AMNOG 2014: Fragwürdige Vergleichstherapien bei der Nutzenbewertung neuer Arzneimittel für Brust- und Prostatakrebs
Alle neu zugelassenen Medikamente werden in Deutschland seit Anfang 2011 dem Verfahren der frühen Nutzenbewertung unterzogen. Verantwortlich ist der Gemeinsame Bundesausschuss. Ziel ist die Bestimmung des Zusatznutzens neuer Medikamente als Basis der langfristigen Preisfestlegung in den Verhandlungen zwischen pharmazeutischen Unternehmern und Krankenkassen.
Die DGHO Deutsche Gesellschaft für Hämatologie und Medizinische Onkologie e. V. unterstützt das Verfahren der frühen Nutzenbewertung. Es ist ein geeignetes Instrument, um den medizinischen Bedarf an neuen Wirkstoffen, die Interessen der global agierenden pharmazeutischen Unternehmen und die beschränkten finanziellen Ressourcen im Gesundheitswesen in einem transparenten Verfahren im Gleichgewicht zu halten.
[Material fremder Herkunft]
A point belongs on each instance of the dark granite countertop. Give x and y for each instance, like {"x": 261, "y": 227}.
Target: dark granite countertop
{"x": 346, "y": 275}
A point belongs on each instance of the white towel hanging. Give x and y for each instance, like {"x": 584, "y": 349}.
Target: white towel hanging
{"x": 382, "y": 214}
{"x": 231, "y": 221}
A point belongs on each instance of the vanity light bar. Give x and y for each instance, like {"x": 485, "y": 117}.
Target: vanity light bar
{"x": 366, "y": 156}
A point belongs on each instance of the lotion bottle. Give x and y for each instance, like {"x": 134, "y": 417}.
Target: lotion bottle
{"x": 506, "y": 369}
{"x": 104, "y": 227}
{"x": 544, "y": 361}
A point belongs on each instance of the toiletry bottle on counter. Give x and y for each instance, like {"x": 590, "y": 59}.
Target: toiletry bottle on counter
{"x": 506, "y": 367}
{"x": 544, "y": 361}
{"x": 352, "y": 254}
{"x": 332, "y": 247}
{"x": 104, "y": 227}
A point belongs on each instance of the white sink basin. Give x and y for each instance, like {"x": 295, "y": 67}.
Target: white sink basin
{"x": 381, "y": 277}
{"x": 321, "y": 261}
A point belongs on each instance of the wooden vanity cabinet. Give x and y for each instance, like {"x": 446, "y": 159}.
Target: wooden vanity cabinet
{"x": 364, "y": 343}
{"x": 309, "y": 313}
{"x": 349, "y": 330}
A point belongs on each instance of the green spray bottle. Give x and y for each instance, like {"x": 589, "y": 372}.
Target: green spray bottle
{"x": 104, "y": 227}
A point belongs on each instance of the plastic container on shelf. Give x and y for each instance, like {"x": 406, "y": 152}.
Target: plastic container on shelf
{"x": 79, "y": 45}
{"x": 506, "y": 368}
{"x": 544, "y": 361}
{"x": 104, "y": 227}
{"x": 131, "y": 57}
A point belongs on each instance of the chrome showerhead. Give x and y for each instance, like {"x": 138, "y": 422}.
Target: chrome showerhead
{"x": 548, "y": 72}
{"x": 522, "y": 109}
Der Zusatznutzen eines neuen Medikamentes orientiert sich am aktuell gültigen Behandlungsstandard. Dieser Standard wird als zweckmäßige Vergleichstherapie für das Verfahren der frühen Nutzenbewertung vom Gemeinsamen Bundesausschuss nach internen Recherchen festgelegt. Schon in der Vergangenheit haben die Festlegungen mehrfach Anlass zu Kritik gegeben, auch zu arbeitsaufwändigen Revisionen von Teilen der Verfahren der frühen Nutzenbewertung geführt.
Die Definition des Behandlungsstandards muss dem aktuellen Stand des medizinischen Wissens entsprechen. Die Erarbeitung entsprechender Empfehlungen ist Gegenstand lebhafter Diskussionen innerhalb von und zwischen wissenschaftlichen Fachgesellschaften bei der Erstellung von Leitlinien. Der Prozess ist dynamisch, insbesondere in so forschungsaktiven Disziplinen wie der Onkologie und der Hämatologie.
Die Probleme wurden in zwei aktuellen, zeitgleich durchgeführten Verfahren deutlich. Für die Wirksamkeit des neuen Radionuklids Radium-223 (Xofigo®) bei Patienten mit kastrationsresistentem Prostatakarzinom und Knochenmetastasen wurde eine Chemotherapie mit Docetaxel als Vergleichstherapie festgelegt. Docetaxel ist wirksam, aber mit den Nebenwirkungen einer Taxan-haltigen Chemotherapie belastet. Die aktualisierte S3-Leitlinie zum Prostatakarzinom sieht als Alternative die Therapie mit Abirateron vor, siehe http://www.aezq.de/mdb/edocs/pdf/info/konsultationsfassung-leitlinie-prostatakarzinom.pdf. Das entspricht der täglichen Praxis.
Im Verfahren zur Wirksamkeit von Trastuzumab Emtansin (Kadcyla®) beim rezidivierten, HER2 positiven Mammakarzinom wurde als Vergleichstherapie die Behandlung mit Anthrazyklinen festgelegt. Diese Empfehlung findet sich in keiner der aktuellen deutschen Leitlinien, ist nicht durch Studien begründet und darüber hinaus angesichts des Risikos belastender Kardiotoxizität in der realen Patientenbetreuung schwer nachvollziehbar.
Die Beispiele bestätigen, wie schwierig die korrekte Festlegung zweckmäßiger Vergleichstherapien gerade vor dem Hintergrund der immer komplexer werdenden Behandlungssituation von Krebspatienten ist. Die frühzeitige Hinzuziehung von Experten, Fach- und Dachgesellschaften kann den Abgleich der Festlegung einer Vergleichstherapie mit dem aktuellen Stand des Wissens gewährleisten.
Bei dem kritischen Punkt der Festlegung zweckmäßiger Vergleichstherapien besitzt die frühe Nutzenbewertung eine Schwachstelle, die im Interesse der Glaubwürdigkeit des Verfahrens geschlossen werden muss.